Data Science

Training XGBoost Models with GPU-Accelerated Polars DataFrames

One of the many strengths of the PyData ecosystem is interoperability, which enables seamlessly moving data between libraries that specialize in exploratory analysis, training, and inference. The latest release of XGBoost introduces exciting new capabilities, including a category re-coder and integration with Polars DataFrames. This provides a streamlined approach to data handling. 

This post guides you through how to leverage the Polars GPU engine with the XGBoost machine learning library. It highlights the seamless integration of categorical features, including the new category re-coder within XGBoost.

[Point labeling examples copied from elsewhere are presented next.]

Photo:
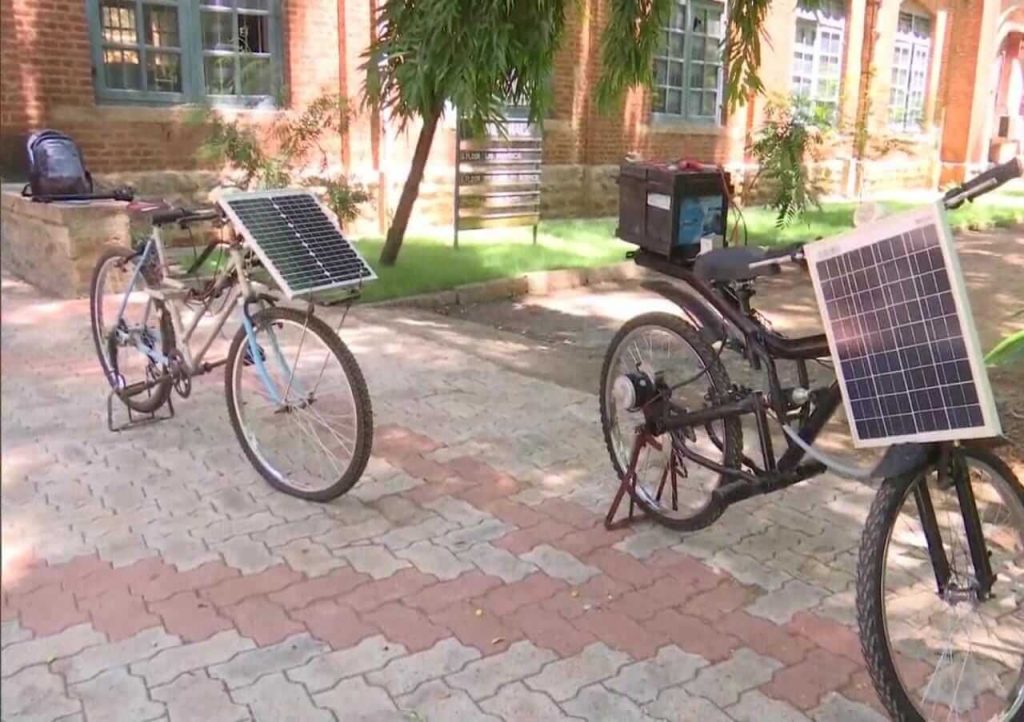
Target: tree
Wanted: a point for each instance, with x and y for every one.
(481, 54)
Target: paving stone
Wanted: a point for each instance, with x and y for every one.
(247, 555)
(560, 564)
(562, 679)
(677, 705)
(780, 605)
(498, 562)
(837, 708)
(354, 701)
(170, 663)
(432, 559)
(90, 662)
(517, 704)
(273, 698)
(725, 682)
(643, 681)
(435, 701)
(755, 707)
(116, 694)
(597, 703)
(482, 678)
(374, 560)
(35, 694)
(195, 694)
(406, 674)
(327, 670)
(247, 667)
(71, 641)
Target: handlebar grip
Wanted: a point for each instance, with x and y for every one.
(989, 180)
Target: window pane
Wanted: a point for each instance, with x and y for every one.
(119, 23)
(219, 75)
(161, 26)
(163, 72)
(121, 70)
(218, 31)
(256, 76)
(253, 34)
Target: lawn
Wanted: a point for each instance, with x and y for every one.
(428, 262)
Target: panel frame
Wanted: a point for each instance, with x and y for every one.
(250, 242)
(868, 235)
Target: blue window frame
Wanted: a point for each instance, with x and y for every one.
(176, 51)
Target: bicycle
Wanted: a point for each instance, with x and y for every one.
(931, 546)
(296, 396)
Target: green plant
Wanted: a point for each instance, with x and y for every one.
(793, 131)
(298, 140)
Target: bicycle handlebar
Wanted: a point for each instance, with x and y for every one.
(989, 180)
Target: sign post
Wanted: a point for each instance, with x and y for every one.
(498, 177)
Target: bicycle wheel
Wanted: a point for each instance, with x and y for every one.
(948, 656)
(299, 405)
(674, 491)
(144, 323)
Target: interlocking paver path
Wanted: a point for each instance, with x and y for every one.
(152, 575)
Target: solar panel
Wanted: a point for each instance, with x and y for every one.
(297, 241)
(899, 326)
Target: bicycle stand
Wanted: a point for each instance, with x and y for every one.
(133, 420)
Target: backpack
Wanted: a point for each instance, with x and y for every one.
(55, 166)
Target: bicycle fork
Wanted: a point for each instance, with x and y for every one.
(952, 471)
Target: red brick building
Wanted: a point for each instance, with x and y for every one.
(944, 77)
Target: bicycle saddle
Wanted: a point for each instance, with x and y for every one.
(734, 263)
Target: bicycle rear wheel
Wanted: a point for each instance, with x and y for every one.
(144, 322)
(671, 489)
(299, 405)
(945, 655)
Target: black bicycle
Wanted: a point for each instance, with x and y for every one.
(940, 579)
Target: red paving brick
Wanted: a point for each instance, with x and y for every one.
(335, 584)
(765, 637)
(334, 624)
(409, 627)
(403, 584)
(475, 627)
(550, 631)
(232, 591)
(189, 618)
(529, 590)
(261, 621)
(693, 635)
(806, 683)
(172, 581)
(119, 614)
(441, 595)
(620, 632)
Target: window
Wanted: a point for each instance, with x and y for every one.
(910, 57)
(688, 67)
(817, 53)
(186, 50)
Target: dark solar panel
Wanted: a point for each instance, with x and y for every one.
(298, 243)
(891, 305)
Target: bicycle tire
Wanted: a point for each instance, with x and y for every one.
(870, 574)
(360, 395)
(732, 441)
(162, 391)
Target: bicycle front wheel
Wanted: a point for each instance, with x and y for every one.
(299, 405)
(954, 653)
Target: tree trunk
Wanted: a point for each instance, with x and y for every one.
(396, 234)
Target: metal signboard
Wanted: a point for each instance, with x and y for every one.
(498, 176)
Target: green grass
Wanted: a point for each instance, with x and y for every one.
(428, 262)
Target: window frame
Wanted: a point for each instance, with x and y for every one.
(687, 117)
(820, 22)
(912, 43)
(193, 55)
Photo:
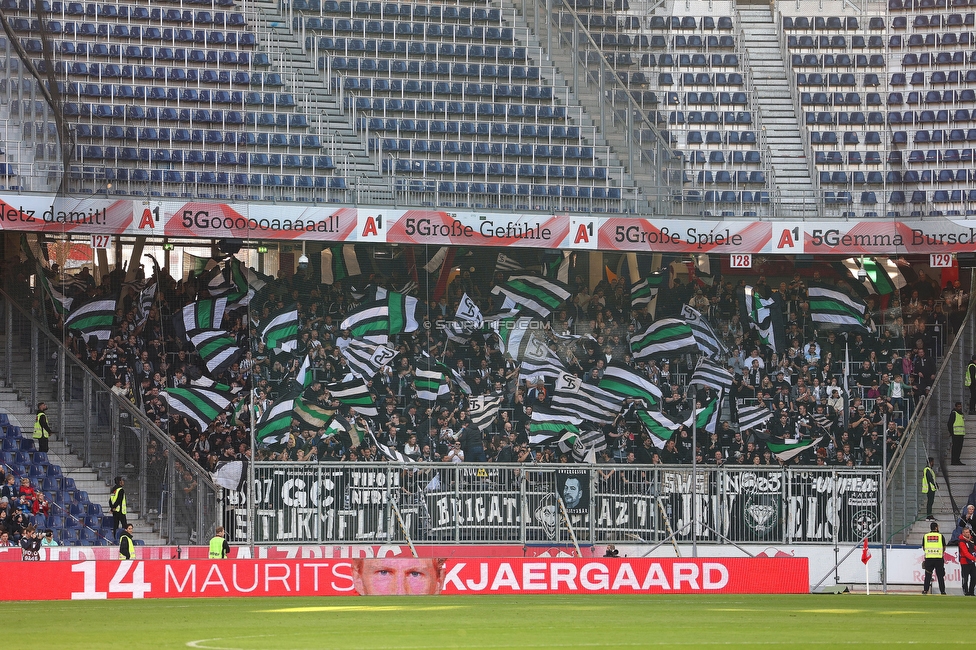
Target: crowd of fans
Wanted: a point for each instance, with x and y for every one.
(853, 392)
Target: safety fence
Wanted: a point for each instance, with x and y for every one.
(534, 504)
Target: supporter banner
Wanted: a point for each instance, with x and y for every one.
(303, 504)
(91, 580)
(466, 228)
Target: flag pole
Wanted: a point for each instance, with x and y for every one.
(694, 471)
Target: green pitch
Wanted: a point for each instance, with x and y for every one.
(500, 622)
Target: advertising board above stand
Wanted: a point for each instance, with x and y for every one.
(370, 224)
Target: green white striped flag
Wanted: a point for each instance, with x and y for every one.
(281, 330)
(356, 394)
(642, 293)
(311, 415)
(339, 263)
(659, 426)
(548, 425)
(61, 303)
(217, 349)
(833, 309)
(369, 322)
(666, 338)
(200, 315)
(95, 318)
(430, 384)
(305, 376)
(623, 381)
(274, 427)
(788, 449)
(202, 405)
(402, 312)
(534, 294)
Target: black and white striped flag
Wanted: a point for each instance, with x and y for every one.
(483, 410)
(708, 342)
(585, 401)
(751, 417)
(365, 359)
(666, 338)
(708, 373)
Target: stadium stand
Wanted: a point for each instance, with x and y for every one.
(476, 105)
(37, 493)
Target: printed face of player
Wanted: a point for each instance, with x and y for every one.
(397, 577)
(572, 492)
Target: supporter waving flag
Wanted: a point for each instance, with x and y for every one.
(764, 315)
(586, 401)
(200, 315)
(217, 349)
(274, 427)
(666, 338)
(623, 381)
(280, 330)
(831, 308)
(356, 394)
(95, 318)
(534, 294)
(708, 373)
(787, 449)
(202, 405)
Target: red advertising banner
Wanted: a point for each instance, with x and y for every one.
(376, 224)
(99, 580)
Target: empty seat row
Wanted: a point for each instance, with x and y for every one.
(198, 157)
(835, 79)
(822, 23)
(464, 168)
(196, 136)
(494, 149)
(958, 116)
(908, 5)
(422, 68)
(949, 39)
(936, 136)
(690, 22)
(692, 60)
(467, 128)
(843, 117)
(721, 137)
(706, 79)
(721, 157)
(933, 176)
(725, 196)
(440, 107)
(967, 95)
(938, 196)
(710, 117)
(838, 99)
(848, 137)
(393, 48)
(940, 58)
(596, 22)
(725, 177)
(837, 60)
(417, 12)
(935, 20)
(937, 77)
(851, 157)
(413, 86)
(931, 156)
(413, 29)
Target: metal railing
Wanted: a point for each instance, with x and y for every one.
(106, 430)
(464, 503)
(926, 434)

Using XGBoost with the Polars GPU Engine

Polars is a high-performance DataFrame library written in Rust, offering a lazy evaluation model and GPU acceleration that can significantly optimize data processing workflows.

One of the key aspects of using Polars with XGBoost in a GPU-accelerated pipeline is understanding lazy evaluation. Polars operations are often lazy, meaning that they build a query plan but don’t execute it unless explicitly directed to do so. To customize the execution of the query plan using a GPU, call the collect method of the LazyFrame and specify the engine=”gpu”parameter.

This tutorial uses a small subset of the Microsoft Malware Prediction dataset for illustration. The dataset, available through Kaggle, has a moderate size with both numerical and categorical features. In the following snippets, only a few columns are selected to demonstrate the use of categorical features with XGBoost.

Setting up the environment 

Before diving into the code, ensure you have the following libraries installed: xgboost, polars[gpu], and pyarrow. The [gpu] dependency specifier downloads the GPU-enabled version of Polars:

pip install xgboost polars[gpu] pyarrow

When consuming Polars inputs, XGBoost uses the zero-copy to_arrow method from Polars DataFrames. As a result, PyArrow is required to pass data between Polars and XGBoost. As this example shows, it’s also used as a data exchange format for exporting categories from XGBoost models.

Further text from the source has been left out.